Filed under: Radical Islam

Eventually Israel may have no choice but to intervene in Syria to help the distressed Druze community if it finds itself facing a real emergency.

That does not mean Israel will get involved militarily – which is thoroughly undesirable, even by the Druze themselves. There are many ways, though, through which Israel can give assistance.

Druze of Israel (source: Matanya, Flickr)
Druze of Israel (source: Matanya, Flickr)

Israel has very wisely deferred its involvement as much as possible. Yet Israel is concerned over the problem in Syria, and not just because it is on the Golan Heights. It is because the struggle over Syria by its very nature touches upon Israel’s own domestic reality and stands to affect its internal equilibrium.

The struggle in Syria is between two main forces: the pan-Arabism of the Baath Party, which is losing, and pan-Islam, which is winning. The two have a common goal: the negation of the other. Neither of them can tolerate variety and multiculturalism; instead they both demand that all the components of the society define themselves in an absolute fashion – either you are Arab or you are Muslim-Sunni. If you reject this total self-definition – your fate is death. To use ISIS’ threat, “submit or die.”
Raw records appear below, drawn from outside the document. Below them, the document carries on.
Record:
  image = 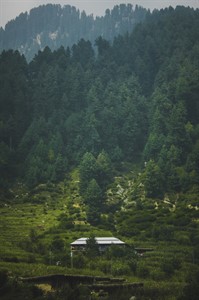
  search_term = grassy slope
[0,168,196,299]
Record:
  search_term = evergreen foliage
[0,5,199,202]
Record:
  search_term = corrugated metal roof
[71,237,125,246]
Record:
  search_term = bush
[111,261,131,276]
[136,264,150,278]
[0,270,8,288]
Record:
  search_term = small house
[70,237,125,252]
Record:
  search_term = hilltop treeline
[0,7,199,197]
[0,4,149,61]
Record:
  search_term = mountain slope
[0,4,147,60]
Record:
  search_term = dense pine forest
[0,4,148,61]
[0,5,199,300]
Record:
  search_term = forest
[0,4,149,61]
[0,6,199,300]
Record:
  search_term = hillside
[0,4,147,61]
[0,7,199,300]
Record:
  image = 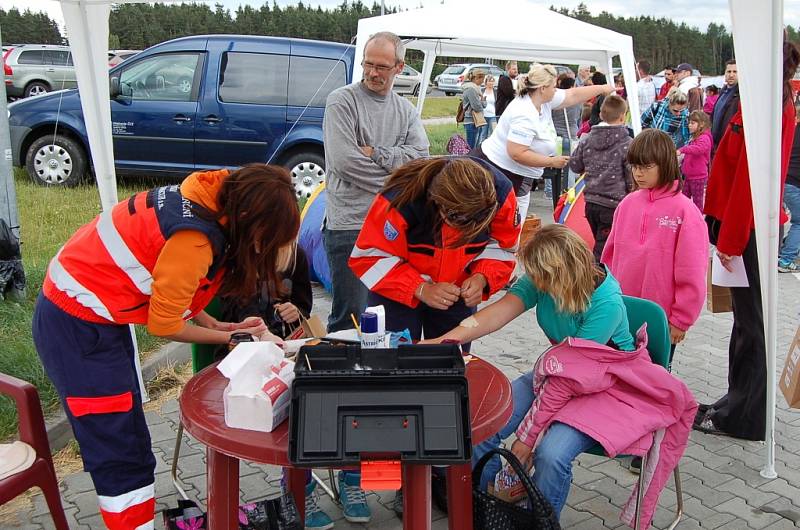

Pan-Arabism as applied in Syria nullified Kurdish self-identification, Christian self-identification, Druze self-identification (in old Syria the Mountain of the Druze was called the Mountain of the Arabs), and even the Alawite self-definition; one could only be Arab. The calamity of the minorities is that the victory of pan-Islam does not allow them to remain alive if they define themselves as Arab, since they cannot then be included in the Islamic-Sunni definition; hence, their fate is death.

Unlike old Syria, Lebanon is a country based on a constitutional confessionalism system that balances the powers of the ethnic communities.  Unlike Syria’s pan-Arabism that didn’t permit any community to express itself as a separate ethnic group, Lebanon recognized each one. This gave Lebanon a degree of stability despite the ethnic tensions.

The 1975 civil war erupted in Lebanon because of the large Palestinian presence which upset the constitutional balance in Lebanon.  After Hizbullah took the place of the PLO, some stability was restored to the country. This stability is now threatened by forces beyond the constitution – al Nusra and ISIS, pan-Islamists who seek to totally erase the state of Lebanon.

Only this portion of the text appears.